Before going to that, though, Mr. Chairman, I would like to take a moment to express my deep appreciation to both the work of my chairman and his ranking member putting together what I consider to be overall a very, very fine bill. I know of Mike Simpson's concern about those issues that relate to our environment and the interior especially. He is a fabulous chairman, assisted today by a very, very fine young person who is his staff director, not so young as he used to be, Dave LesStrang. But this fine bill also is put together by a cross-section of great staffers who are doing all they can to improve the conditions in which we live.
I rise to oppose this amendment in no small part because Ken Calvert and I over the years have shared the same problem.
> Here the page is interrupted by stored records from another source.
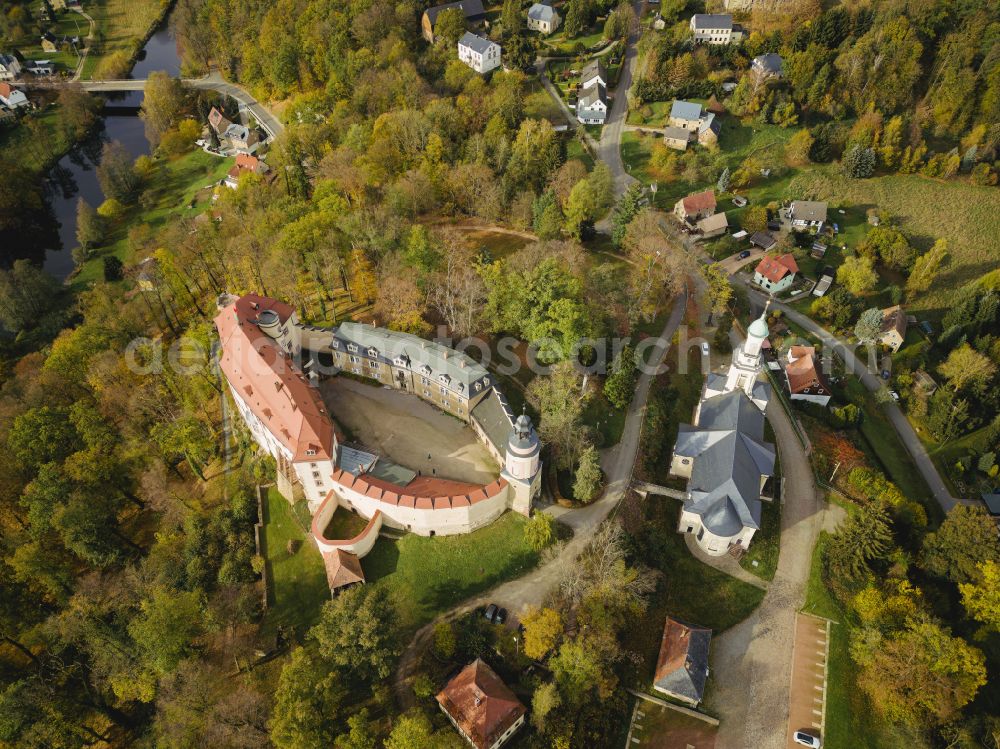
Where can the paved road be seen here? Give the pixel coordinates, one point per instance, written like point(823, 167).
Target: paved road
point(899, 421)
point(211, 82)
point(610, 148)
point(752, 661)
point(533, 588)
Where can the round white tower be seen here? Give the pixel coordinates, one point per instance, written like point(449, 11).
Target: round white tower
point(523, 448)
point(522, 464)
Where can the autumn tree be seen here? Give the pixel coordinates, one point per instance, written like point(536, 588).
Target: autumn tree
point(542, 630)
point(966, 539)
point(857, 274)
point(966, 368)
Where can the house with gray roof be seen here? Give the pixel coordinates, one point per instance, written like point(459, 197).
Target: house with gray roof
point(479, 53)
point(715, 28)
point(472, 10)
point(682, 667)
point(592, 105)
point(726, 461)
point(450, 379)
point(685, 114)
point(593, 72)
point(543, 18)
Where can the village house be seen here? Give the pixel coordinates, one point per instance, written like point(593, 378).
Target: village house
point(676, 137)
point(40, 67)
point(682, 666)
point(775, 273)
point(807, 214)
point(693, 207)
point(12, 98)
point(245, 164)
point(472, 9)
point(715, 28)
point(701, 125)
point(893, 328)
point(804, 379)
point(542, 17)
point(593, 72)
point(481, 707)
point(10, 67)
point(768, 65)
point(592, 104)
point(713, 226)
point(478, 53)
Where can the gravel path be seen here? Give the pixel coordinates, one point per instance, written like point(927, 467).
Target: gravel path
point(533, 588)
point(751, 662)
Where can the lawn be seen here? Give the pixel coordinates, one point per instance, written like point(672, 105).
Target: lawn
point(539, 105)
point(122, 24)
point(35, 154)
point(967, 215)
point(298, 586)
point(850, 721)
point(884, 449)
point(426, 576)
point(175, 187)
point(66, 23)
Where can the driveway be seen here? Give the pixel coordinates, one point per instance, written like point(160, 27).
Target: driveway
point(899, 421)
point(752, 661)
point(533, 588)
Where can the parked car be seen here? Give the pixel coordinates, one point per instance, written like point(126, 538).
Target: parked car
point(807, 739)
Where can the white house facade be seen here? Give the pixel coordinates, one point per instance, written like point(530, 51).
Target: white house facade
point(10, 67)
point(715, 28)
point(543, 18)
point(478, 53)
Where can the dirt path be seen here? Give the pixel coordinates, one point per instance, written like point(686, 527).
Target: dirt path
point(533, 588)
point(752, 662)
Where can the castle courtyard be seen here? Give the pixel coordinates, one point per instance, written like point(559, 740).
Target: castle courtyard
point(406, 429)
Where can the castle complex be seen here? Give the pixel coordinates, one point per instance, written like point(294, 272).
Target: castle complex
point(261, 341)
point(723, 455)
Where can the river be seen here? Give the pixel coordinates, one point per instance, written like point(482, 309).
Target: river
point(75, 175)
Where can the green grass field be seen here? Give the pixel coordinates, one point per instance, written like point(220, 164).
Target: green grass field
point(426, 576)
point(174, 186)
point(298, 586)
point(850, 721)
point(121, 24)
We live in a region known as the Inland Empire, and it is surrounded by beautiful, beautiful mountains. It's a wonderful area; but during much of our lifetime, indeed for decades, for 250 days-plus a year you could not see the mountains. How come? It wasn't because of the fog. It was because of 7 million automobiles starting their engines in Los Angeles and that which was spewed out going up against the mountains crystallizing with sunlight creating a thing called air pollution or smog. Indeed, the battle against air quality problems began many, many years ago for us, efforts to create a new standard of regulatory enforcement that would make a difference in the region.
Today, you can see that beautiful valley almost every day of the year because of the progress that we have made in terms of cleaning the emissions from mobile sources. We are very proud of the fact that we've controlled stationary sources. It is easy to point a finger at the big smoke stack and say, Oh, my God, that's the problem. Indeed, we have solved 99 percent of all those emissions, and air quality still is a challenge.
When you come to this question today, we are talking about serious efforts to improve the emissions that come largely from trucks, but diesel-using engines and those emissions have a tremendous impact upon air quality as well.
Over the years, all of our efforts have saved I don't know how many tens of thousands of lives because we have improved the conditions in which these people have to live and breathe. But to suggest that we ought to begin to break down the progress being made on these engines by way of this relatively easy but, I must say, simplistic kind of transfer is a very, very big mistake.
So, Mr. Chairman, in the strongest way I urge our members to vote ``no'' on this $50 million transfer and recognize it's a lot more important to save the lives of those breathing foul air than to give a pittance to a very important environmental problem.